Likewise, he said, plaintiff attorneys have taken on new tactics in court, using what’s called the “reptile theory.”
“They want to stir [jurors] up with such emotion that, even at the most basic reptilian level, they have to award a big number to send a message,” Langford said. “They work hard at showing the trucking company is engaged in systemic failures designed at causing harm. They want to back it all up and go to what caused a trucker to blow through a red light, including a systemic failure to hire right, offer the correct orientation and training, etc. They want to prove a failure to engage in all safety measures to prevent all possible accidents.”
Langford says the theory is even used to score payouts from fleets even when truckers aren’t at fault in a crash.
For example, in a case involving Werner Enterprises, which resulted in a $90 million verdict against the fleet, the crash was clearly the fault of another driver. A pickup truck lost control on the opposite side of a highway in Texas, crossed the median into the path of the Werner truck. The crash resulted in the death of a 7-year-old and serious injuries to a 12-year-old.
Carr said the plaintiff attorneys’ strategy in that case was a prime example of the “reptile theory.”
“What they did in Houston was they brought in all this evidence about how [Werner] trained their drivers,” he said. “They bring in all this stuff, but the driver in that accident was doing nothing wrong. The jury focuses on the conduct.”

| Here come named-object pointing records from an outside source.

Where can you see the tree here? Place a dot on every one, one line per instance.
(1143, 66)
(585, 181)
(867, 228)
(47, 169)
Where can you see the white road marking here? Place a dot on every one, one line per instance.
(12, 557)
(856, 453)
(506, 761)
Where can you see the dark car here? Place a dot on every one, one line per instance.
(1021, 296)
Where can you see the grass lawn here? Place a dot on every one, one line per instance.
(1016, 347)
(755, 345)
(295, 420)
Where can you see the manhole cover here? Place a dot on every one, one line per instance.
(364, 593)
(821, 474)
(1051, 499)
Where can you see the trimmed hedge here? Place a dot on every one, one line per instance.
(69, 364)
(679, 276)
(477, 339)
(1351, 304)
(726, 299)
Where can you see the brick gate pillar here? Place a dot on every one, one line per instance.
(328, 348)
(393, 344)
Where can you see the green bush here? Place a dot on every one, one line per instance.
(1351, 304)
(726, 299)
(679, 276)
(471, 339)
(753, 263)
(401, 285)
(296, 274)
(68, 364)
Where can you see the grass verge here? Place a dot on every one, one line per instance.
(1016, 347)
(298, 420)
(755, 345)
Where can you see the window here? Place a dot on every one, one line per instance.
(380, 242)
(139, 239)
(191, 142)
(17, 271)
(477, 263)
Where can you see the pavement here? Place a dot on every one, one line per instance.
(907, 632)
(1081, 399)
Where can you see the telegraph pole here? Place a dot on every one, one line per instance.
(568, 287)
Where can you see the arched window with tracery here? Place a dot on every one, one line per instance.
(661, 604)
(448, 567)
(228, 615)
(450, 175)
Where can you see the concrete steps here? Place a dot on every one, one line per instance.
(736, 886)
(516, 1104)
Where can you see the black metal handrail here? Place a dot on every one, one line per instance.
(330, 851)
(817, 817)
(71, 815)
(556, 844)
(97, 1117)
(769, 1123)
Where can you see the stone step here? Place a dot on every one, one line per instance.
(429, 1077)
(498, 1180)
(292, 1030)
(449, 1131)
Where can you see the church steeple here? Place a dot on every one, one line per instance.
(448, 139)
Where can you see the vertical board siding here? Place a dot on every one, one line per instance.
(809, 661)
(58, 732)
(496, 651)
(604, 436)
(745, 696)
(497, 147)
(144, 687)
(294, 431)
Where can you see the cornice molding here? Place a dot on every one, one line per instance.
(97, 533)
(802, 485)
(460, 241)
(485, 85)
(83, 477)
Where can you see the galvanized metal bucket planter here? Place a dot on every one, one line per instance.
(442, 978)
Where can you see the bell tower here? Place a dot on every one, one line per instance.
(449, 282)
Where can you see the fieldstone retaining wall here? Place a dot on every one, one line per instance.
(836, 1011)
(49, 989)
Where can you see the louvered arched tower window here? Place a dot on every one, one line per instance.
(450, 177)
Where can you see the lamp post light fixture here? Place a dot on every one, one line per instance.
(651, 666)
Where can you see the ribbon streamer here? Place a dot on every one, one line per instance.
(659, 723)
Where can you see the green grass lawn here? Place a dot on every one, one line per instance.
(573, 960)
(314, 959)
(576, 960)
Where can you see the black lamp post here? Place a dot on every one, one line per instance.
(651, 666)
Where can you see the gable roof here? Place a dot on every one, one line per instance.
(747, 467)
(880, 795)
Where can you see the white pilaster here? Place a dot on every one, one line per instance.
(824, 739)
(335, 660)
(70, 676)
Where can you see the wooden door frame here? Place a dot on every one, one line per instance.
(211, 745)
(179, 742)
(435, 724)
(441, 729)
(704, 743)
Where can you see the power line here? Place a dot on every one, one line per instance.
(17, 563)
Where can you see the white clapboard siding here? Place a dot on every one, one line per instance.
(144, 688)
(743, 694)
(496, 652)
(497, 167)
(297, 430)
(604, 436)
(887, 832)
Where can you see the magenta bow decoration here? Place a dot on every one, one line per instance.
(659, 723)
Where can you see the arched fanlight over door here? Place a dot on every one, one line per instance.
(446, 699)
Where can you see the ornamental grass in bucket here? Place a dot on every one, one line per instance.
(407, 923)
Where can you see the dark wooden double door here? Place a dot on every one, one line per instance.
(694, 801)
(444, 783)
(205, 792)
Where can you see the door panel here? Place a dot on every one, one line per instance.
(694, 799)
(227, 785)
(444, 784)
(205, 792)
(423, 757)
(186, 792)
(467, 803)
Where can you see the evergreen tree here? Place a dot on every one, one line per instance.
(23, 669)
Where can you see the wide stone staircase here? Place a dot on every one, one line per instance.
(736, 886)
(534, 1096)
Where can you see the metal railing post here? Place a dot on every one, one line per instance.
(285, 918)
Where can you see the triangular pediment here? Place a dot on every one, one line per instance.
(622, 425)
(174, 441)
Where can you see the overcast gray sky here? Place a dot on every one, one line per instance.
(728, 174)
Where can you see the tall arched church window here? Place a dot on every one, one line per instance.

Werner has appealed the verdict, and Carr predicts it will head to the Texas Supreme Court in the coming years.
“[Werner] did everything right – everything they should have done,” he said. “You can’t pay millions to settle a case that you have absolutely no liability whatsoever for. All they could do was take the verdict – they were shocked by it – then take it up on appeal. My prediction is that within two years, there will be a case known as the ‘Werner Case’ and the Texas Supreme Court will say nothing that the trucking company did was the proximate cause of that accident.”
Calls for reform
The key to mitigating the cascading effects that such huge verdicts have on the industry lies in tort reform at the Congressional level, which Sandberg said is a tall order given the current dysfunction in Washington. “Everybody would like to see tort reform, but we can’t get Congress to agree on anything,” she said.
American Trucking Associations’ President Chris Spear in October said ATA has made tort reform on truck crash litigation a “tier one priority.”
“These nuclear verdicts are strangling our industry,” he said. “We will back our state association executives that pursue ballot initiatives – going state-to-state to fight… until we have won,” he said.
At the state level, some work has been done, said Langford, but that doesn’t address a national industry like trucking. “We have 50 states of patchwork laws,” he says. “Often it’s reform around the edges. They aren’t addressing what needs to be addressed to bring damages down.”
Carr said the need for reforms on such litigation is dire. It “will either happen soon or it will get to the point where insurance for the motor carrier industry becomes so expensive that either they can’t get it or that many smaller companies go out of business,” he said. “Somebody has to pay for that. Freight costs will go up, or [goods] won’t be delivered.”